Involvement of the olfactory cleft is implicated in olfactory dysfunction observed in patients with COVID-19 infection, highlighting the anatomical and pathophysiological basis of anosmia and hyposmia in the context of SARS-CoV-2 infection.

December 2022
Olfactory Dysfunction in COVID-19: Involvement of the Olfactory Cleft

Aim

Olfactory dysfunction (OD) is a common presenting symptom of COVID-19 infection. Radiological imaging of olfactory structures in patients with COVID-19 and OD can potentially shed light on their pathogenesis and guide clinicians in prognosis and intervention.

Methods

PubMed, Embase, Cochrane, SCOPUS were searched from inception to August 1, 2021. Three reviewers selected observational studies, case series, and case reports reporting radiological changes in olfactory structures, detected on magnetic resonance imaging. , computed tomography, or other imaging modalities, in patients ≥18 years of age with COVID-19 infection and OD, following preferred reporting items for systematic reviews and meta-analyses guidelines and a protocol registered in PROSPERO (CRD42021275211).

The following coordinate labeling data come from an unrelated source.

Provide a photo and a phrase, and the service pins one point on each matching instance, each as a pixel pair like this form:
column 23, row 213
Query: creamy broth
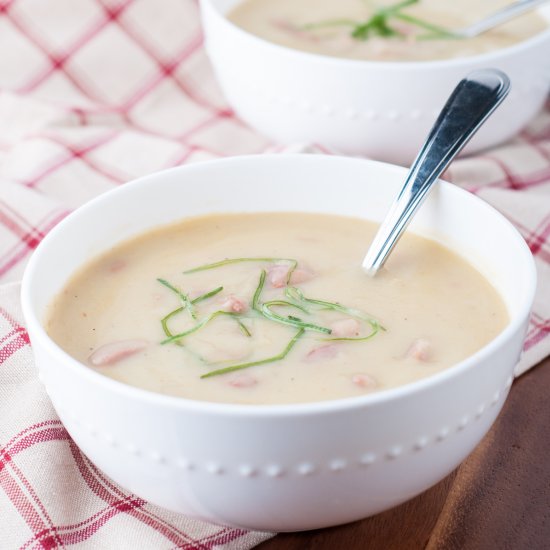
column 294, row 23
column 425, row 311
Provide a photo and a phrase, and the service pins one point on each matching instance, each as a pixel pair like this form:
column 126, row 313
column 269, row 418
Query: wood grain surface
column 498, row 498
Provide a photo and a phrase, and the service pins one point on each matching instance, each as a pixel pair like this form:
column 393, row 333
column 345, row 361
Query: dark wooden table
column 498, row 499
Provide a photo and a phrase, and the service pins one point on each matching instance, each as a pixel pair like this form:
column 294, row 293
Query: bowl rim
column 41, row 339
column 447, row 63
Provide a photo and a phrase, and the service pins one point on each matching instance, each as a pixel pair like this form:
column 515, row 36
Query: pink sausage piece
column 112, row 353
column 420, row 349
column 243, row 381
column 345, row 328
column 322, row 353
column 365, row 381
column 234, row 304
column 277, row 275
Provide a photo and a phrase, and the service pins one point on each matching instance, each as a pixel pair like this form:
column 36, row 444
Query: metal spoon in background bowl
column 498, row 18
column 468, row 107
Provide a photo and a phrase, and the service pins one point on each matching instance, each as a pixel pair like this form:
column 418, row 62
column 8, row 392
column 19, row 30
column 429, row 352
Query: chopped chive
column 296, row 294
column 272, row 316
column 378, row 24
column 258, row 292
column 277, row 357
column 164, row 321
column 229, row 261
column 198, row 326
column 183, row 297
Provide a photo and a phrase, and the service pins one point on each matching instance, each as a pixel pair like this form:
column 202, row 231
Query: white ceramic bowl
column 284, row 467
column 380, row 109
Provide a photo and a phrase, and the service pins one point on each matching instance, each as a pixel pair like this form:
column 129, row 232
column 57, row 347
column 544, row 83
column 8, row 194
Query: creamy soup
column 346, row 28
column 272, row 308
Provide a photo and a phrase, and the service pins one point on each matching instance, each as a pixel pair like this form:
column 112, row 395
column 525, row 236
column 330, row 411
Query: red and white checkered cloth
column 92, row 94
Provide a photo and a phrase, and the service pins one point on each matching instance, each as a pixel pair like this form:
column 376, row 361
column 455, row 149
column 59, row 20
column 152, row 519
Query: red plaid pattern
column 95, row 93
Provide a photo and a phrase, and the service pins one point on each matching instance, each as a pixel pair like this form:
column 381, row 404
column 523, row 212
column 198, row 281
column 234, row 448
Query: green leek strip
column 293, row 264
column 199, row 325
column 329, row 23
column 188, row 305
column 292, row 321
column 278, row 357
column 258, row 292
column 296, row 294
column 265, row 310
column 164, row 320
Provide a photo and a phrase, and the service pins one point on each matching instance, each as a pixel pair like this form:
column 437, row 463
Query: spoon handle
column 470, row 104
column 505, row 14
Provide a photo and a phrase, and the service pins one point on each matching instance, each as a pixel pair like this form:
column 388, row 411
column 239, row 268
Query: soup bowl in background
column 359, row 107
column 280, row 467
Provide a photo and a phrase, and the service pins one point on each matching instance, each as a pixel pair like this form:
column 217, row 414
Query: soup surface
column 278, row 311
column 344, row 28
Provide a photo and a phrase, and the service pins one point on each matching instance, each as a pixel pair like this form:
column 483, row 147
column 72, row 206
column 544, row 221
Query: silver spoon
column 501, row 16
column 468, row 107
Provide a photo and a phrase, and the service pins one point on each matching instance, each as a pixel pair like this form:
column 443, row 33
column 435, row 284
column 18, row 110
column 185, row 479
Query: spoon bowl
column 472, row 102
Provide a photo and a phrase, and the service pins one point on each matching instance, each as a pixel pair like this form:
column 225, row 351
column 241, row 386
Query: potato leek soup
column 383, row 30
column 272, row 308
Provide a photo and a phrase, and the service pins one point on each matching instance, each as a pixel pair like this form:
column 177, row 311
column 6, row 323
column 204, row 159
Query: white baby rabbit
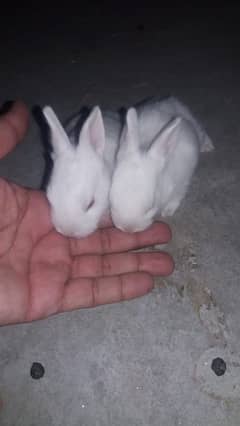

We described the proportion of radiological outcomes and used random-effects meta-analysis to pool the prevalence of olfactory cleft opacification, olfactory bulb signal abnormalities, and olfactory mucosal abnormalities in patients with and without COVID-19-associated OD.

Results

We included 7 case-control studies (N = 353), 11 case series (N = 154), and 12 case reports (N = 12).

The pooled prevalence of olfactory cleft opacification in patients with COVID-19 infection and OD (63%, 95% CI = 0.38–0.82) was significantly higher than that in controls (4%, 95% CI = 0.38–0.82). 95% = 0.01–0.13).

In contrast, similar proportions of cases and controls demonstrated olfactory bulb signal abnormalities (88% and 94%) and olfactory mucosal abnormalities (2% and 0%).

Descriptive analysis found that 55.6% and 43.5% of patients with COVID-19 infection and OD had morphological abnormalities of the olfactory bulb and olfactory nerve, respectively, while 60.0% had abnormal volumes. of the olfactory bulb.

Conclusion

Our findings implicate a driving mechanism of olfactory dysfunction located in the olfactory cleft, in approximately half of affected COVID-19 patients.

Comments

How does COVID-19 affect people’s ability to smell?

A decreased or altered sense of smell, called olfactory dysfunction, is a common symptom experienced by people with COVID-19. As described in an article published in The Laryngoscope, researchers recently searched the medical literature for studies reporting changes in olfactory structures detected through imaging tests of COVID-19 patients.

The prevalence of an olfactory cleft abnormality was almost 16 times higher in patients with COVID-19 and olfactory dysfunction (63%) compared to controls (4%). The olfactory clefts provide a crucial channel for molecules in the air to reach the olfactory sensory neurons that connect to the brain to allow a person to perceive odors.

“Before this study, most scientists thought that the loss of smell in COVID-19 was mainly due to inflammation and damage to the olfactory nerves. “Now, we have gathered evidence from medical imaging that loss of smell from COVID-19 is also due to edema and blockage of the odor-conducting passages in the nose,” said lead author Neville Wei Yang Teo, MRCS, MMed, Singapore General Hospital.

"We think this is good news for patients who want to recover their sense of smell, as these blocks are expected to resolve over time, while nerve damage in comparison is probably more difficult to recover," the author added. principal, Claire Jing-Wen. Tan, of the National University of Singapore. “However, these findings may not fully explain those who suffer from long-term olfactory dysfunction, and additional studies evaluating patients in this group may provide more information.”